И они немного поругались с мамой. А Сережа лежал и лежал в своем закутке, а потом вдруг выполз из комнаты и давай встревать в их семейные отношения. Я, хрипит Сережа, лист капустный на голове поправляя, мать твою боготворю. Уважаю ее очень как женщину и намерен прожить с ней всю жизнь. А тебе, Лидия, было бы неплохо по месту прописки сейчас унести свои мощи и не раздувать скандала. В доме больной человек. И мать вон ревмя ревет.

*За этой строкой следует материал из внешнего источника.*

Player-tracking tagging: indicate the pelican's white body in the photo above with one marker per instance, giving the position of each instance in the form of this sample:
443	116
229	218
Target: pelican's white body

А Нора Викторовна Сережу в закуток тащит и говорит, чтоб он не смел ребенка ее обижать и ранить. И плачет в голос. А Сережа из закутка орет, что сейчас уйдет из этого дурдома. А мать его не пускает – рыдает и тонометром опутывает. Лида тоже плачет и про Гагры напоминает. И Сережу гонит. Пусть-ка, кричит, Сережа этот гитару свою забирает и убирается с глаз долой и вон из сердца. Прижился, пустил корни.
И все там меж собой переругались ужасным образом.
И Лида, конечно, в итоге ушла восвояси. И с мамой месяц не общается вообще никак. Хоть Нора Викторовна ей и звонит – пробует отношения отладить. Рыдает ночами в подушку. И Сережа как-то в дверь скребся – небось, прощения просить приходил.
А все – поздно. Лида ультиматум на прощание жесткий обозначила – или пусть вон уходит этот Сережа, или она ей более не дочь. И пусть мать выбор делает сердцем, а не этим своим гормоном.